Chaque jour la situation épidémique due au Covid-19 évolue différemment selon les régions. Qu’en est-il dans les maternités de Marseille ? Le point avec la Pr Florence Bretelle, gynécologue. 

Tous les jours, les maternités vivent au rythme de l’épidémie de coronavirus. Les accouchements se font sous haute surveillance et la situation évolue différemment selon les régions. Alors que le Grand Est et l’Île-de-France sont les régions les plus touchées par le Covid-19, qu’en est-il dans les services de la ville de Marseille ? La professeure Florence Bretelle, cheffe adjointe du service de gynécologie obstétrique au CHU de Marseille fait le point sur la situation de sa région. 

Comment évolue la situation à Marseille ? 

Tandis que certaines régions font face avec difficulté à l’épidémie de Covid-19, à Marseille, la situation se stabilise, comme nous l’explique la professeure Florence Bretelle : 

« Dans nos services à Marseille, la situation se calme et est d’une manière générale sous contrôle. On s’est bien organisé et on voit que le nombre de cas diminue. L’activité Covid et grossesse diminue nettement dans nos deux services. Nous nous sommes organisés avec des unités spécifiques et des circuits particuliers pour prendre en charge les patientes. Nous avons beaucoup de patientes qui sont dépistées, car nous sommes en face de l’Institut hospitalo-universitaire en maladies infectieuses de Marseille (IHU) de Didier Raoult. Dans le service, on démarre un dépistage dans certains cas particuliers. »

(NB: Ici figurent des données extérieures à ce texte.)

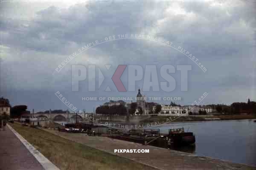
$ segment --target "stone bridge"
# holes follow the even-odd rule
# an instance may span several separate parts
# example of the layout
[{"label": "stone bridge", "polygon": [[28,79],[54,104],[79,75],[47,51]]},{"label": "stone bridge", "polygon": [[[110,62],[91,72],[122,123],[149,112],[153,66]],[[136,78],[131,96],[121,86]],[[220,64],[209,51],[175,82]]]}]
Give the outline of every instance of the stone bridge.
[{"label": "stone bridge", "polygon": [[[33,114],[33,117],[37,118],[41,120],[51,120],[53,121],[68,121],[70,119],[75,119],[76,113],[69,113],[67,110],[66,112],[55,113],[52,112],[50,109],[49,113],[38,113]],[[79,114],[77,114],[79,119],[81,119],[83,118]]]}]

Des patientes traitées par chloroquine

De fait de la présence de l’IHU en face de la maternité, beaucoup de patientes enceintes ont été dépistées et certaines se sont vues administrer le fameux traitement à la chloroquine. Notre spécialiste détaille la mise en place du traitement dans son établissement : 

« Certaines patientes volontaires ont bénéficié du traitement à la chloroquine. Les équipes du Professeur Didier Raoult nous ont questionnés pour savoir s’il y avait des contre-indications au niveau obstétrical. Il n’y a pas de contre-indication à prendre la chloroquine et le zithromax d’un point de vue obstétrical. Le protocole associe les deux. La majorité de nos patientes sont sous ce traitement. L’équipe des infectiologues indique ce traitement. Une patiente même asymptomatique en bénéficie. L’idée, ici à Marseille, c’est de traiter les patients le plus tôt possible. »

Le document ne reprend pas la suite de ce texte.